(Image via time.com)
Staff Writer: Sakara De Gil-Balija
On Monday, January 30th, The World Health Organization (WHO) stated that COVID-19 has entered a transition point.
After nearly three years of a global pandemic, COVID-19 still remains a relevant global health emergency, even as society adjusts to living alongside it.
WHO’s International Health Regulations Emergency Committee had its fourteenth meeting on Friday, January 27th, to reevaluate the pandemic.
According to CNN, “WHO’s advisory committee said it urged WHO to propose ‘alternative mechanisms to maintain the global and national focus on COVID-19 after the PHEIC is terminated.’”
The PHEIC is the WHO’s Public Health Emergency of International Concern.
WHO states that “there is little doubt that this virus will remain a permanently established pathogen in humans and animals for the foreseeable future.”
(Image via cdc.org)
The Director-General of the WHO, Tedros Adhanom Ghebreyesus, closes his statement with, “my message is clear: do not underestimate this virus. It has and will continue to surprise us, and it will continue to kill unless we do more to get health tools to people that need them and to tackle misinformation comprehensively.”
The IFRC, or the International Federation of the Red Cross and Red Crescent Societies, also released a statement about the COVID-19 crisis, “nobody is safe until everybody is safe.

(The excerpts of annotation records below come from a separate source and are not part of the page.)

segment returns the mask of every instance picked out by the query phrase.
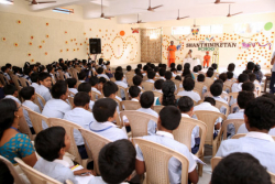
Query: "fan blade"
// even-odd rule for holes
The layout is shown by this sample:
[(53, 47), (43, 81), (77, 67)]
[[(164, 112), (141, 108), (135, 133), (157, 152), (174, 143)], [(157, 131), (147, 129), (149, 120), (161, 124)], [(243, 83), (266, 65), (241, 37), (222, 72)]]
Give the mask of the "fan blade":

The pandemic is not over, and nor is the response.”
Pandemic fatigue is defined simply as a point in a pandemic where the population becomes stressed on all sides, such as emotionally, physically, and mentally stressed.

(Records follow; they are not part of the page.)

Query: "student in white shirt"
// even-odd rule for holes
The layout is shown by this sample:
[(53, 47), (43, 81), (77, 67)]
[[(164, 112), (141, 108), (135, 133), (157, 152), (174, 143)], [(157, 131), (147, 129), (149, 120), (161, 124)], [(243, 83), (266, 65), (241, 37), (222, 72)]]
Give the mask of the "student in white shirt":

Many believe that this is why the virus had many fluctuations in case numbers and why COVID still averages about 500 new cases per week.
People get tired of the pandemic and give up. And that is when spikes happen.
This could mean many more years of COVID. Though we are in a period where vaccines are taking care of our bodies, precautions, such as distancing and mask-wearing, are still recommended by the CDC.
What exactly could this mean for us as college students?
It could mean irregular spikes in covid cases and possibly the return of virtual classes.
It could mean another wave of quarantine, which would most definitely be extremely similar to the quarantine period during 2020.
The way to defeat this virus is to still take all precautions. This pandemic will not be over until it isn’t something that people worry about.
So remember, wear your masks, social distance, and get your vaccines!